Antacids: Co-administration of a single dose of an antacid which contained both magnesium (800 mg) and aluminium (900 mg) hydroxides reduced the oral absorption of a single 400 mg dose of cefditoren pivoxil administered following a meal.
H2-Receptor Antagonists: Co-administration of a single dose of intravenously administered famotidine (20 mg) reduced the oral absorption of a single 400 mg dose of cefditoren pivoxil administered following a meal. Although the clinical significance is not known, it is not recommended that cefditoren pivoxil be taken concomitantly with H2 receptor antagonists.

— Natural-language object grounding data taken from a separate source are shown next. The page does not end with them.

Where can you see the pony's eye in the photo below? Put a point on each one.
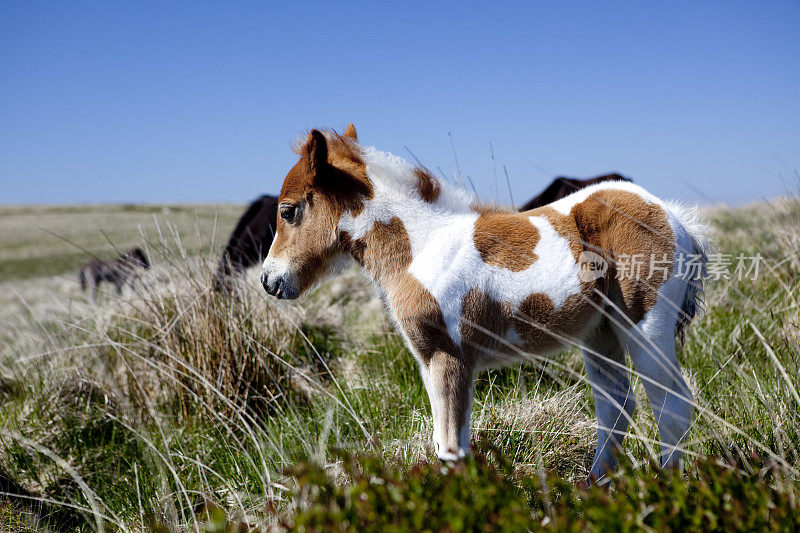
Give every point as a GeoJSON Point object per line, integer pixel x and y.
{"type": "Point", "coordinates": [288, 212]}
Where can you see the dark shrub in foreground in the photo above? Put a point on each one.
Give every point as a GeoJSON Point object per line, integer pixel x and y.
{"type": "Point", "coordinates": [476, 496]}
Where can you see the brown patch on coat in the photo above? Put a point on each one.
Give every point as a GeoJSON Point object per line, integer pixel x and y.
{"type": "Point", "coordinates": [542, 328]}
{"type": "Point", "coordinates": [624, 227]}
{"type": "Point", "coordinates": [427, 185]}
{"type": "Point", "coordinates": [506, 240]}
{"type": "Point", "coordinates": [385, 254]}
{"type": "Point", "coordinates": [627, 231]}
{"type": "Point", "coordinates": [384, 251]}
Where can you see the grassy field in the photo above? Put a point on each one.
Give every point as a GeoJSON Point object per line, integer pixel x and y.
{"type": "Point", "coordinates": [176, 408]}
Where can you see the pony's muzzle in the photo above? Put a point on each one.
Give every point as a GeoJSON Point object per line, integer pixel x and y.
{"type": "Point", "coordinates": [281, 286]}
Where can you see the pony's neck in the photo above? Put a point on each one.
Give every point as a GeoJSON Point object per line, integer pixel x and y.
{"type": "Point", "coordinates": [398, 221]}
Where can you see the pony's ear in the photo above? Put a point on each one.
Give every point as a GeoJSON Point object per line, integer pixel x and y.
{"type": "Point", "coordinates": [350, 131]}
{"type": "Point", "coordinates": [316, 151]}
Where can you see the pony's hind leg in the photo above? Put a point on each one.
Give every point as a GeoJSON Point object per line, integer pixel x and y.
{"type": "Point", "coordinates": [614, 402]}
{"type": "Point", "coordinates": [651, 345]}
{"type": "Point", "coordinates": [449, 384]}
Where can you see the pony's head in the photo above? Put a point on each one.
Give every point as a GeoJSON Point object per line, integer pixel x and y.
{"type": "Point", "coordinates": [329, 180]}
{"type": "Point", "coordinates": [136, 257]}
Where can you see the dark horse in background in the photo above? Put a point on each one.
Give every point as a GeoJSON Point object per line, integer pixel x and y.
{"type": "Point", "coordinates": [249, 241]}
{"type": "Point", "coordinates": [116, 271]}
{"type": "Point", "coordinates": [562, 187]}
{"type": "Point", "coordinates": [251, 238]}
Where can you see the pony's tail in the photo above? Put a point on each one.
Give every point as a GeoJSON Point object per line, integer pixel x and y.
{"type": "Point", "coordinates": [82, 278]}
{"type": "Point", "coordinates": [696, 229]}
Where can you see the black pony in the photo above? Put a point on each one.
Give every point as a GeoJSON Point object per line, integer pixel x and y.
{"type": "Point", "coordinates": [249, 242]}
{"type": "Point", "coordinates": [116, 271]}
{"type": "Point", "coordinates": [563, 186]}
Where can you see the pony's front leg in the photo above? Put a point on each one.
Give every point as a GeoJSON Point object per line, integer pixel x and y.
{"type": "Point", "coordinates": [449, 381]}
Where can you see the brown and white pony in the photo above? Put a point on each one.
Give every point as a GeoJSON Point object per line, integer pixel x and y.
{"type": "Point", "coordinates": [471, 287]}
{"type": "Point", "coordinates": [117, 271]}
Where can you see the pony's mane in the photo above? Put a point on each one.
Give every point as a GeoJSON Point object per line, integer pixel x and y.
{"type": "Point", "coordinates": [390, 172]}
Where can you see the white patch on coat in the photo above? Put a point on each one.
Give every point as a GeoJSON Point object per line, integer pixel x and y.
{"type": "Point", "coordinates": [565, 205]}
{"type": "Point", "coordinates": [442, 236]}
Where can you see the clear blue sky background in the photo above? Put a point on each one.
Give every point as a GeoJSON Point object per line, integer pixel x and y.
{"type": "Point", "coordinates": [170, 101]}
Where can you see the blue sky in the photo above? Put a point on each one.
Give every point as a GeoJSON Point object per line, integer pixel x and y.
{"type": "Point", "coordinates": [198, 102]}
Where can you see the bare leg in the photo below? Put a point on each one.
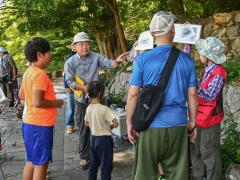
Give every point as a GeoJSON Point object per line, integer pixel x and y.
{"type": "Point", "coordinates": [40, 171]}
{"type": "Point", "coordinates": [28, 171]}
{"type": "Point", "coordinates": [160, 168]}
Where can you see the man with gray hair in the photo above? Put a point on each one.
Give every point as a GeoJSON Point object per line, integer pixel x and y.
{"type": "Point", "coordinates": [85, 65]}
{"type": "Point", "coordinates": [166, 139]}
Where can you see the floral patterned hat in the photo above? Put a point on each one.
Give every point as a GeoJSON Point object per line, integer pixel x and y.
{"type": "Point", "coordinates": [212, 48]}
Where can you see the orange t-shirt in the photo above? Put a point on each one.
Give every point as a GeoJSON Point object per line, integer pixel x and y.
{"type": "Point", "coordinates": [36, 78]}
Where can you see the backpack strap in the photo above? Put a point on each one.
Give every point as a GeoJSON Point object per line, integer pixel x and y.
{"type": "Point", "coordinates": [167, 71]}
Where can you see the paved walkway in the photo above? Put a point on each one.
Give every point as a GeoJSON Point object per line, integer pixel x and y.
{"type": "Point", "coordinates": [66, 160]}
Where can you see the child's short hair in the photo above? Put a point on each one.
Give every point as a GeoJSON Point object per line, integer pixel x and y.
{"type": "Point", "coordinates": [94, 88]}
{"type": "Point", "coordinates": [33, 46]}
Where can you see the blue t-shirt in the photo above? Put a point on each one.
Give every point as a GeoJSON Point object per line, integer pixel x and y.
{"type": "Point", "coordinates": [148, 68]}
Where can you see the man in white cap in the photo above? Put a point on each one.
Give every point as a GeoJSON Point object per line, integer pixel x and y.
{"type": "Point", "coordinates": [6, 75]}
{"type": "Point", "coordinates": [70, 108]}
{"type": "Point", "coordinates": [166, 139]}
{"type": "Point", "coordinates": [85, 65]}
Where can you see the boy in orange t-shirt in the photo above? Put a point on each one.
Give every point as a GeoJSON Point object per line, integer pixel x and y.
{"type": "Point", "coordinates": [37, 127]}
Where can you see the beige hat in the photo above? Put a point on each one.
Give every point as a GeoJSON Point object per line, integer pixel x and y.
{"type": "Point", "coordinates": [82, 36]}
{"type": "Point", "coordinates": [70, 47]}
{"type": "Point", "coordinates": [163, 22]}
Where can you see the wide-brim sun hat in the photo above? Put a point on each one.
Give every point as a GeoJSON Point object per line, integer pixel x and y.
{"type": "Point", "coordinates": [212, 48]}
{"type": "Point", "coordinates": [162, 22]}
{"type": "Point", "coordinates": [82, 36]}
{"type": "Point", "coordinates": [70, 47]}
{"type": "Point", "coordinates": [2, 49]}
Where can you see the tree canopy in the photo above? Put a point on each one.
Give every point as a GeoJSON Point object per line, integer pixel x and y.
{"type": "Point", "coordinates": [113, 24]}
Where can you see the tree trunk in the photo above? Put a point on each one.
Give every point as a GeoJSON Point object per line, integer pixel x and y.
{"type": "Point", "coordinates": [113, 6]}
{"type": "Point", "coordinates": [107, 38]}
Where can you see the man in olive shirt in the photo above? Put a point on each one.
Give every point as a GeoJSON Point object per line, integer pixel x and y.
{"type": "Point", "coordinates": [85, 65]}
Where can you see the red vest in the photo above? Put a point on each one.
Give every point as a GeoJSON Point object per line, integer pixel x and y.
{"type": "Point", "coordinates": [211, 113]}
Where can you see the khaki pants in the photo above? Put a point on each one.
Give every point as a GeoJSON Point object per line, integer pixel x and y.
{"type": "Point", "coordinates": [169, 146]}
{"type": "Point", "coordinates": [207, 152]}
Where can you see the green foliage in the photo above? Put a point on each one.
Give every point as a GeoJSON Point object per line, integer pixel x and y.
{"type": "Point", "coordinates": [232, 67]}
{"type": "Point", "coordinates": [230, 147]}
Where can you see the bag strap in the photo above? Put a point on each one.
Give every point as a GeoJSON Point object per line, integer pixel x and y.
{"type": "Point", "coordinates": [167, 71]}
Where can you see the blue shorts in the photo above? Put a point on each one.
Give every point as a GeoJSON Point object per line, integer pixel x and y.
{"type": "Point", "coordinates": [38, 142]}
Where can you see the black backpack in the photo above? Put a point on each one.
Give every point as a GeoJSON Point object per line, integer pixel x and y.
{"type": "Point", "coordinates": [151, 97]}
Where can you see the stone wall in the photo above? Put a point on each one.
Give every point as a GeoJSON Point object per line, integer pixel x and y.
{"type": "Point", "coordinates": [224, 26]}
{"type": "Point", "coordinates": [231, 94]}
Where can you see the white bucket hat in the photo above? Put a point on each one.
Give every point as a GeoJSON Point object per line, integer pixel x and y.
{"type": "Point", "coordinates": [2, 49]}
{"type": "Point", "coordinates": [163, 22]}
{"type": "Point", "coordinates": [212, 48]}
{"type": "Point", "coordinates": [82, 36]}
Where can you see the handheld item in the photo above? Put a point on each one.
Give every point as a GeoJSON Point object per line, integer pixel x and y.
{"type": "Point", "coordinates": [79, 81]}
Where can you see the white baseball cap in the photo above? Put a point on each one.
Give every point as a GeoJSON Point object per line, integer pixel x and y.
{"type": "Point", "coordinates": [82, 36]}
{"type": "Point", "coordinates": [163, 22]}
{"type": "Point", "coordinates": [2, 49]}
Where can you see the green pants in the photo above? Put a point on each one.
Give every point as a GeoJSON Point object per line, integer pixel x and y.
{"type": "Point", "coordinates": [169, 146]}
{"type": "Point", "coordinates": [207, 151]}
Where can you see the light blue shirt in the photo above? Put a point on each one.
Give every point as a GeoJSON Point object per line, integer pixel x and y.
{"type": "Point", "coordinates": [148, 68]}
{"type": "Point", "coordinates": [86, 69]}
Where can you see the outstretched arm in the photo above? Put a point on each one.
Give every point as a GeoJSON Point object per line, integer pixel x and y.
{"type": "Point", "coordinates": [131, 107]}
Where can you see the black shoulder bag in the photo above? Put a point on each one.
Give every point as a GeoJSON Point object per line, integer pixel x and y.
{"type": "Point", "coordinates": [151, 97]}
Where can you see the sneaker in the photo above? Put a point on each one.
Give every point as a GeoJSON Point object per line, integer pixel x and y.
{"type": "Point", "coordinates": [11, 104]}
{"type": "Point", "coordinates": [70, 130]}
{"type": "Point", "coordinates": [84, 164]}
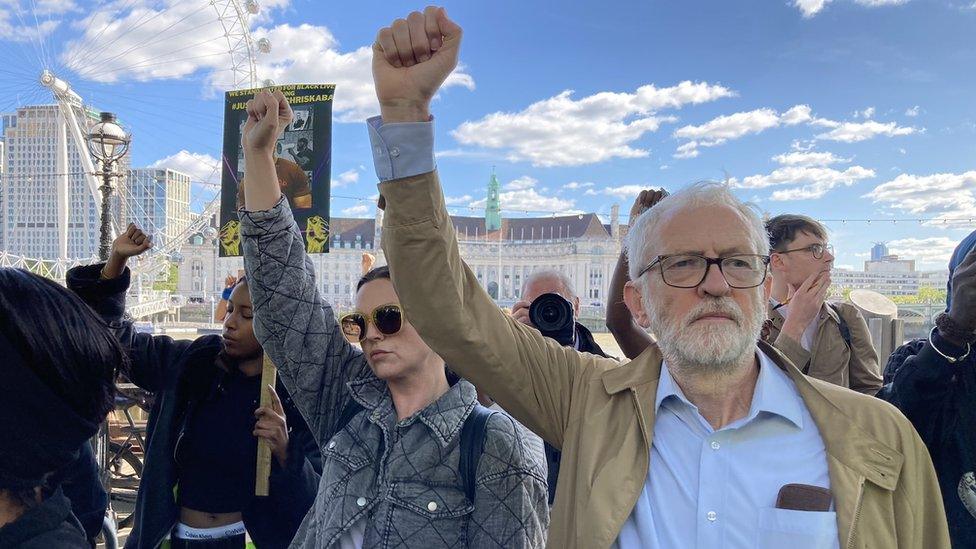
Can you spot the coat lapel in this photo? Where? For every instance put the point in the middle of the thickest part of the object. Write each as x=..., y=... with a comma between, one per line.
x=853, y=455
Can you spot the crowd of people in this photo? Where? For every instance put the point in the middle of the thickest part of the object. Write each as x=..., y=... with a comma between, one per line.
x=757, y=415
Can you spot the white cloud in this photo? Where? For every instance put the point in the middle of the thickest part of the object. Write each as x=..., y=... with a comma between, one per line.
x=28, y=30
x=949, y=195
x=810, y=8
x=347, y=177
x=853, y=132
x=687, y=150
x=935, y=250
x=174, y=39
x=151, y=41
x=457, y=200
x=529, y=200
x=809, y=158
x=202, y=168
x=733, y=126
x=359, y=210
x=805, y=181
x=522, y=183
x=563, y=131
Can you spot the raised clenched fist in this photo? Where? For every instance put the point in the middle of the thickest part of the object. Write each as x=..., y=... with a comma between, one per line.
x=131, y=242
x=411, y=59
x=646, y=200
x=268, y=114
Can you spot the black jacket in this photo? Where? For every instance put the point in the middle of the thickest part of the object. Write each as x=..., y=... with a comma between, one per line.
x=939, y=399
x=45, y=526
x=82, y=486
x=180, y=374
x=586, y=342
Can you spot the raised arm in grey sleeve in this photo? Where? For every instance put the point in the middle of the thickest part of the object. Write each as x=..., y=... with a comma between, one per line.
x=293, y=324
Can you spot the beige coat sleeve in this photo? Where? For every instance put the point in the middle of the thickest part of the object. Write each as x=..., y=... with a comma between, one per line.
x=921, y=493
x=532, y=377
x=865, y=371
x=793, y=350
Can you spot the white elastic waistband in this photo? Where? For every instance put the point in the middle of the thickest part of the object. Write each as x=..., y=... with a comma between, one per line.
x=183, y=531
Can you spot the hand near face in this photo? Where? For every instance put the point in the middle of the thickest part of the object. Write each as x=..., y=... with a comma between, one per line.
x=520, y=312
x=805, y=304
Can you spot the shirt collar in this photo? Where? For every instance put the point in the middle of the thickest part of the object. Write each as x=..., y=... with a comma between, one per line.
x=774, y=393
x=444, y=417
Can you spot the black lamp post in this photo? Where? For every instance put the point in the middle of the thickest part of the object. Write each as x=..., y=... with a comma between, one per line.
x=107, y=143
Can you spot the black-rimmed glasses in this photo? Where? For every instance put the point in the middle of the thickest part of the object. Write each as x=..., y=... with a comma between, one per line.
x=388, y=319
x=816, y=249
x=741, y=271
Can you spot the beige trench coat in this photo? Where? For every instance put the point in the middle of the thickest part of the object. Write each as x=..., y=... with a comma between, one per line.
x=601, y=413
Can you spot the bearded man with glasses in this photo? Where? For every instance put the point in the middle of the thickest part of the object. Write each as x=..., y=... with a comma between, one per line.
x=706, y=439
x=828, y=341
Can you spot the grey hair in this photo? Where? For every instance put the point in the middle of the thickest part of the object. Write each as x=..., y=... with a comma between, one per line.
x=564, y=280
x=643, y=237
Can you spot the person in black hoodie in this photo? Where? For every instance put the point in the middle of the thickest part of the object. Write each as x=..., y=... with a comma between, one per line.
x=197, y=486
x=58, y=369
x=933, y=382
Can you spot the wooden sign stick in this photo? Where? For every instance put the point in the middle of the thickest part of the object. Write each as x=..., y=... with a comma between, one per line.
x=268, y=378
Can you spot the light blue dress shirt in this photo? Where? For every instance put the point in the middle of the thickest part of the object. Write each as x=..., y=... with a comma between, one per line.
x=717, y=489
x=706, y=489
x=402, y=149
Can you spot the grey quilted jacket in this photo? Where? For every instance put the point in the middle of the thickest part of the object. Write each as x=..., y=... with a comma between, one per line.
x=397, y=481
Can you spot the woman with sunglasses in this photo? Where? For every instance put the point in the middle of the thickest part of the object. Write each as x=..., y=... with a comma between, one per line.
x=391, y=426
x=197, y=486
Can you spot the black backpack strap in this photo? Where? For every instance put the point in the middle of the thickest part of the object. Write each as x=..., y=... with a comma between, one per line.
x=845, y=330
x=472, y=446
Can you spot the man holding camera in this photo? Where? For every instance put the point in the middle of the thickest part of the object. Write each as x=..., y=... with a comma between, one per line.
x=707, y=436
x=550, y=304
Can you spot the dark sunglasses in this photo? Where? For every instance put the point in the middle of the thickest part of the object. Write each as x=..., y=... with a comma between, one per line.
x=388, y=319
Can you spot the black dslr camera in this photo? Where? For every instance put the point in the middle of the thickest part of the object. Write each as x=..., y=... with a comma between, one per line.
x=552, y=314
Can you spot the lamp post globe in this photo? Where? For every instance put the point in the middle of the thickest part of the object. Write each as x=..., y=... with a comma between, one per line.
x=107, y=143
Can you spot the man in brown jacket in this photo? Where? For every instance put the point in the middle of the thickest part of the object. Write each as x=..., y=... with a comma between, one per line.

Probenecid: As with other b-lactam antibiotics, co-administration of probenecid with cefditoren pivoxil resulted in an increase in the plasma exposure of cefditoren.
Drug/Laboratory Test Interactions: Cephalosporins are known to occasionally induce a positive direct Coombs test. A false-positive reaction for glucose in the urine may occur with copper reduction tests (Benedict’s or Fehling’s solution) but not with enzyme-based tests for glycosuria. As a false-negative result may occur in the ferricyanide test, it is recommended that either the glucose oxidase or hexokinase method be used to determine blood/plasma glucose levels in patients receiving cefditoren pivoxil.
Hepatic Dose :
No dosage adjustments are recommended in mild or moderate hepatic impairment. In severe hepatic impairment, the pharmacokinetic data is not available.